To leaders who truly understand the concept of "saving face"- Our current president acts as if the only possible outcome in a stand-off is winning at the expense of one's adversary. He seems to have the old-fashioned western view that it must always come down to winning the draw or you die. That overly simplistic stance has made our current president (OCP) one of the more difficult players in the high stakes game of international and intergovernmental relations. And it makes for great disappointment for all Americans who long for competent bipartisan governance, which involves compromise, not "losing." The story in the Washington Post: "Bush Unwilling to Compromise on Iraq funding," (4/3/07) by Howard Schneider and Bill Brubaker, illustrates the point. To quote,
President Bush today offered no compromise in his standoff with Congress over funding for the Iraq war, saying lawmakers should pass any Iraq legislation they want -- but do it "as quickly as possible" so he can move ahead with a promised veto.
. . . Congressional Democrats quickly accused Bush of refusing to change course in a four-year-old war that has killed more than 3,200 U.S. service members.

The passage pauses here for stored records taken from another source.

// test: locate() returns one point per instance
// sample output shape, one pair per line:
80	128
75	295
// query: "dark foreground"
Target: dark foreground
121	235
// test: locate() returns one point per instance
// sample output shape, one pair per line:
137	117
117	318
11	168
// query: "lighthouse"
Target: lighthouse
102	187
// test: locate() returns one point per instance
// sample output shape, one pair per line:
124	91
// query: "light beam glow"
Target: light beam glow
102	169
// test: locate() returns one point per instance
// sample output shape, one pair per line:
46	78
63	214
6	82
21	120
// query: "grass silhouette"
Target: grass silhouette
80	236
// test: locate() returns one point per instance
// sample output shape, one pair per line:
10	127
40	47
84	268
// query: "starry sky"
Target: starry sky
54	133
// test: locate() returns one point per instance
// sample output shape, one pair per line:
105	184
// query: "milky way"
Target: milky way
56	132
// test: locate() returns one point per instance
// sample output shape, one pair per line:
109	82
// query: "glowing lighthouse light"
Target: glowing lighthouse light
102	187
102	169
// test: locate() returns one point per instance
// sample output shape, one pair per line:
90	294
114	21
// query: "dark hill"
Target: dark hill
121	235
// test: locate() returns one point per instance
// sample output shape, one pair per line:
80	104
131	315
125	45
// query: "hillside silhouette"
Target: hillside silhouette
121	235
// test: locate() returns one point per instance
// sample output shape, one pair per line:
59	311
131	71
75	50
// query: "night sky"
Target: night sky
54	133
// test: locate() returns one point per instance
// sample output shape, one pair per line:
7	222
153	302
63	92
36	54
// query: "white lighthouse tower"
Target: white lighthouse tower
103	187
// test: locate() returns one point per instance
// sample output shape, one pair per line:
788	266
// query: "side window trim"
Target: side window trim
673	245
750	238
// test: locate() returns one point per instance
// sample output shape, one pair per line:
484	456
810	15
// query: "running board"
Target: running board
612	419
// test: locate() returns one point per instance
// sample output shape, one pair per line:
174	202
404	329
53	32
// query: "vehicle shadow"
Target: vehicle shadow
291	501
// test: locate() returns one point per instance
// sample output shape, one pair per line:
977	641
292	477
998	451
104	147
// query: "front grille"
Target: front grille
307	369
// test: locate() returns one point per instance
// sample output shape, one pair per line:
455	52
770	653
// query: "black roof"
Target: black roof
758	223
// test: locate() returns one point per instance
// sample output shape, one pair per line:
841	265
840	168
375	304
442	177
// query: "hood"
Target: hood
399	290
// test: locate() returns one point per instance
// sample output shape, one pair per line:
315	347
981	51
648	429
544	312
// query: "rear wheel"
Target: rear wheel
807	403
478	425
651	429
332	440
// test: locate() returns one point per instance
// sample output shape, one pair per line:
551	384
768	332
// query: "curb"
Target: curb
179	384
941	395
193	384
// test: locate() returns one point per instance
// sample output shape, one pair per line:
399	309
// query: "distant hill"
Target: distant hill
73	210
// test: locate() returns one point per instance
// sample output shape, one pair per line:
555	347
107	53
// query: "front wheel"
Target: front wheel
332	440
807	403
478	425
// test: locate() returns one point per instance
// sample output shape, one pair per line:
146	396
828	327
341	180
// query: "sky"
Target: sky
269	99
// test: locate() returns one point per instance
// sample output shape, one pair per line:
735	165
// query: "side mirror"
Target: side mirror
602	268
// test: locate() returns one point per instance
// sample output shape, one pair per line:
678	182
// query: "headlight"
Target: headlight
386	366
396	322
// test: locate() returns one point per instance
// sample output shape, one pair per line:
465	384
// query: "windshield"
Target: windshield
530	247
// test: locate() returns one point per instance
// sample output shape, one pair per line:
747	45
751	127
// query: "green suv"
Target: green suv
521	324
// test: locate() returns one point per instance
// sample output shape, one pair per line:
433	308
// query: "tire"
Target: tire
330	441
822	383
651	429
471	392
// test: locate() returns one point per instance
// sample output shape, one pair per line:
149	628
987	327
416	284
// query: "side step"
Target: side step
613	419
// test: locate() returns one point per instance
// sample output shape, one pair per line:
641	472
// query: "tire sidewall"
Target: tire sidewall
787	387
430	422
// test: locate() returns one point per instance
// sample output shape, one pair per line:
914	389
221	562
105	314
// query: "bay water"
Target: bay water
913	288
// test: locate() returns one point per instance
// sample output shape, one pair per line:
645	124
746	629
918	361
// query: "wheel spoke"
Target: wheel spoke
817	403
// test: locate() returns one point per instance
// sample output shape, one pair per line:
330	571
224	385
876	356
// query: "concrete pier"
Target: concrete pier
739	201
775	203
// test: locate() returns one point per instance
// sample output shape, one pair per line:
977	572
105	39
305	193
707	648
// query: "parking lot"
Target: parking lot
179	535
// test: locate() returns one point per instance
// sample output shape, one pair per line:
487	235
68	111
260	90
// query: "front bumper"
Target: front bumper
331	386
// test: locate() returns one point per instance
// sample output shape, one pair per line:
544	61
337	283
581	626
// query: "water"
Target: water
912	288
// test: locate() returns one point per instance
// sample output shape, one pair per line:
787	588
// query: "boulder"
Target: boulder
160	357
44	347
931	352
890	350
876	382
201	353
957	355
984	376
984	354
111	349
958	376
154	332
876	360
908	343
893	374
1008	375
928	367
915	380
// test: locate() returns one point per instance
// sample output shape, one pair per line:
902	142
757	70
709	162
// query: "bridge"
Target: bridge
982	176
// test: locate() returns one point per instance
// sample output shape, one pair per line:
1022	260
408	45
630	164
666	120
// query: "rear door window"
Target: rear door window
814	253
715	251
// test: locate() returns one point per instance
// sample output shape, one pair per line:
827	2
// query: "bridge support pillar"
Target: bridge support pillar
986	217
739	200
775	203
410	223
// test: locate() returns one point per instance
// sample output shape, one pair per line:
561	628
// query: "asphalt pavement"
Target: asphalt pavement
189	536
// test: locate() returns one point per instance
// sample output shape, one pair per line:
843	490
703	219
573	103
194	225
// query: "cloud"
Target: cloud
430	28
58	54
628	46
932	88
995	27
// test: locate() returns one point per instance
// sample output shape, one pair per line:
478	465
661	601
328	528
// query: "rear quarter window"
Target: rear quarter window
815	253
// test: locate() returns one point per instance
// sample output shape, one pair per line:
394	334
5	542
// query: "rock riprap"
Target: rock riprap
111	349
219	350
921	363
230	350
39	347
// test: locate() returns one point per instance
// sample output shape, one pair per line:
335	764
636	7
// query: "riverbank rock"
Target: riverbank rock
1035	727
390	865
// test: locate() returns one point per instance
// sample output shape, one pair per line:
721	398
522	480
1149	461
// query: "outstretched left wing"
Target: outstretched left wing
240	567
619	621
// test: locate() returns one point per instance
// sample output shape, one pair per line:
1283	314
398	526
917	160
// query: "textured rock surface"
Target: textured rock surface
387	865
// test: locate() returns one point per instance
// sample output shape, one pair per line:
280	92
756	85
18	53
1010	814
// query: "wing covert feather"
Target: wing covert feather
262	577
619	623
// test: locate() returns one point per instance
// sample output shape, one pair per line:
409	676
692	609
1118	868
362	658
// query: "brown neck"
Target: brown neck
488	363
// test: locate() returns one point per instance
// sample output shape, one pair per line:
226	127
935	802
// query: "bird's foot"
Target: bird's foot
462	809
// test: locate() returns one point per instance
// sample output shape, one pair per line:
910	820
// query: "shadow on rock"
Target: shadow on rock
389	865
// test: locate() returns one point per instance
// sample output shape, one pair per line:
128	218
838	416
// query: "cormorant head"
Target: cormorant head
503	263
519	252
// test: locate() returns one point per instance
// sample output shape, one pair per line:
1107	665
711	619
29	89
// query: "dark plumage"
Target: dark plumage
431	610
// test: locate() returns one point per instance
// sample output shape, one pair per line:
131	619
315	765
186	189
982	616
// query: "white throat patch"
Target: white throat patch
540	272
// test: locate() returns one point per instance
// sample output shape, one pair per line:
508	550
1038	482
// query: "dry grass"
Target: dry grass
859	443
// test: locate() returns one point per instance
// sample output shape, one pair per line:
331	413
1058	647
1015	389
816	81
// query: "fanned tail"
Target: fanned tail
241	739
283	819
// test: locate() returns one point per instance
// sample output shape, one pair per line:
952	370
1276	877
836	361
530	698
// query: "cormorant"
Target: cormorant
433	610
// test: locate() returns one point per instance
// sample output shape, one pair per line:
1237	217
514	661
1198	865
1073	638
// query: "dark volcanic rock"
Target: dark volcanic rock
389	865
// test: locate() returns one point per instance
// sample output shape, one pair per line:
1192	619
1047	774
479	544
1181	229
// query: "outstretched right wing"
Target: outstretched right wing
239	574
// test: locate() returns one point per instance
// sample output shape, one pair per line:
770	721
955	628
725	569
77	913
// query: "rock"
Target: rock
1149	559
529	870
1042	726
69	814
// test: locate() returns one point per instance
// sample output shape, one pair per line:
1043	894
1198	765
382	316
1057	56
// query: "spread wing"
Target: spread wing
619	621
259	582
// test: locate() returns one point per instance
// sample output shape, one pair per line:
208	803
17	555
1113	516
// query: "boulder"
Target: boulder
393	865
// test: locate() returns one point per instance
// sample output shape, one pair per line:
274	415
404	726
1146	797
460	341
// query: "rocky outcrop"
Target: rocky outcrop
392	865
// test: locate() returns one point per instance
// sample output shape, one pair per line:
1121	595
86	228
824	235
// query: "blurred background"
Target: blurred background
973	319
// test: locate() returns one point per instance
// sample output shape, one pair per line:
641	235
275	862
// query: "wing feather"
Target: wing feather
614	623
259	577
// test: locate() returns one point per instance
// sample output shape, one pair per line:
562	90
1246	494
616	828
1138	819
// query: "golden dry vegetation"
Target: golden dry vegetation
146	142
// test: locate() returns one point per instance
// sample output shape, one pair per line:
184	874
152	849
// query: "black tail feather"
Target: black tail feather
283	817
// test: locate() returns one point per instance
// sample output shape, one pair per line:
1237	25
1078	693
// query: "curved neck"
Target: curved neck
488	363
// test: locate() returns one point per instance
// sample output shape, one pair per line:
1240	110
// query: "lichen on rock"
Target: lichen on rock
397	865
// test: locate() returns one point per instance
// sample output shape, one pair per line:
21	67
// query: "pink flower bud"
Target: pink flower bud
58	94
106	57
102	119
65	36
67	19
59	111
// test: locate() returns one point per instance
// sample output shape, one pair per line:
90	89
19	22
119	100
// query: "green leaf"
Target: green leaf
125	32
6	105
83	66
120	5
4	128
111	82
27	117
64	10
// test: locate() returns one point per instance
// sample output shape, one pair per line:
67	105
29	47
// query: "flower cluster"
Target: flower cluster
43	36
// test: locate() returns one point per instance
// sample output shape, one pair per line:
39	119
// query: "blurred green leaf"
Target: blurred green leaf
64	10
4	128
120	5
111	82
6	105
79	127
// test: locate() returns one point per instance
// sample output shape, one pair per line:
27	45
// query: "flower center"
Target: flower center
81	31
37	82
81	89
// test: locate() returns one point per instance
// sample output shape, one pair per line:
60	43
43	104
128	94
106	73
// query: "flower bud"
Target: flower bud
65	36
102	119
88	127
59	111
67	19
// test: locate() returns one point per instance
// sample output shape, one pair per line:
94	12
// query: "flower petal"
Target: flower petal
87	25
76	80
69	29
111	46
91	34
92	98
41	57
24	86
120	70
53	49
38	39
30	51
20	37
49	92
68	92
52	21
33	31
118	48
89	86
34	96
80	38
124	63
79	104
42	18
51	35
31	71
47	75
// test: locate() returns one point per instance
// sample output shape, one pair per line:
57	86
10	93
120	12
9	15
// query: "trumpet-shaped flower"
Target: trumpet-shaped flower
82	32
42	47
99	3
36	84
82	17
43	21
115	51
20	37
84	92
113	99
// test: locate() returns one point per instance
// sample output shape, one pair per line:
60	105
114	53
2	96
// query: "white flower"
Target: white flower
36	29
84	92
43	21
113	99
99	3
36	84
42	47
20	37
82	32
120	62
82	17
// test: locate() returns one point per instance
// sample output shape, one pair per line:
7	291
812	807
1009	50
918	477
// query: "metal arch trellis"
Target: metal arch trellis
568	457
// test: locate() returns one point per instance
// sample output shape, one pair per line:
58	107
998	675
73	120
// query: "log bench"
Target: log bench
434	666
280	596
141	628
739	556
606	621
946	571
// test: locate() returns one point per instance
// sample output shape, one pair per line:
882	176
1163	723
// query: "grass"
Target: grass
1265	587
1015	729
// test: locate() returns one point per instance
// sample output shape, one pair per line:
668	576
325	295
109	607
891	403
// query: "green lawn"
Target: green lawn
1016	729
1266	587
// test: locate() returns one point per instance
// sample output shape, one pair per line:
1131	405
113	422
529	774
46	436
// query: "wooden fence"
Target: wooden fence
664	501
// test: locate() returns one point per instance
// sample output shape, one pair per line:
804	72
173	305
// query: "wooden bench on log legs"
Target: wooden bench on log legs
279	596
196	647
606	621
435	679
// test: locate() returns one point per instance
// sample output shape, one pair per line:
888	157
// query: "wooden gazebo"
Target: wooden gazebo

. . . A showdown between Bush and Congress over Iraq war policy has been brewing since Democrats won control of the House and Senate in the November elections. The main battle so far has involved a request by Bush for extra money to fund the war. The House and Senate have approved about $120 billion in extra funding, but each attached their own provisions for pulling troops out beginning next year.
Hats off to leaders in the United Kingdom who got their sailors home safely. Yesterday's S/SW post discussed the British-Iran incident. To quote, ". . . get the matter concluded without any more embarrassment to Iran. The key to the good dialogue was that everybody saved face." A related story in the New York Times: "No Diplomatic Change After Britons’ Release," (4/6/07) by David Sanger, is an example of the intransigence of OCP. Mr. Bush has shown singularly unsophisticated, black and white thinking regarding the practice of tough diplomacy with Iran. To quote,
The Bush administration said Thursday that the release of 15 British sailors and marines held by Iran for two weeks created no new openings in dealing with Tehran, and it urged American allies to return their attention to enforcing new sanctions against Iran.
. . . President Bush spoke on Thursday to Prime Minister Tony Blair, though the White House said nothing of substance about their discussion. But both the White House and Mr. Blair immediately resumed their insistence that Iran meet the United Nations Security Council’s demands on the nuclear issue and cease supporting attacks in Iraq. Vice President Dick Cheney, the most outspoken critic of Iran in the administration, repeated his description of Iran as a dangerous nation in search of a nuclear weapon.
. . . Washington’s guessing game is an indication, they said, of how little is known about who makes major decisions inside the Iranian government. But taken together, the administration’s public statements indicated a decision not to treat the release of the Britons as a potential diplomatic opening, but rather as evidence of Iran’s unpredictability.
OCP: "I call it pure evil." Hats off to the writer of yesterday's "Bushism of the Day," Jacob Weisberg at Slate Magazine, for his perfect illustration of OCP's black and white thinking about the war in Iraq.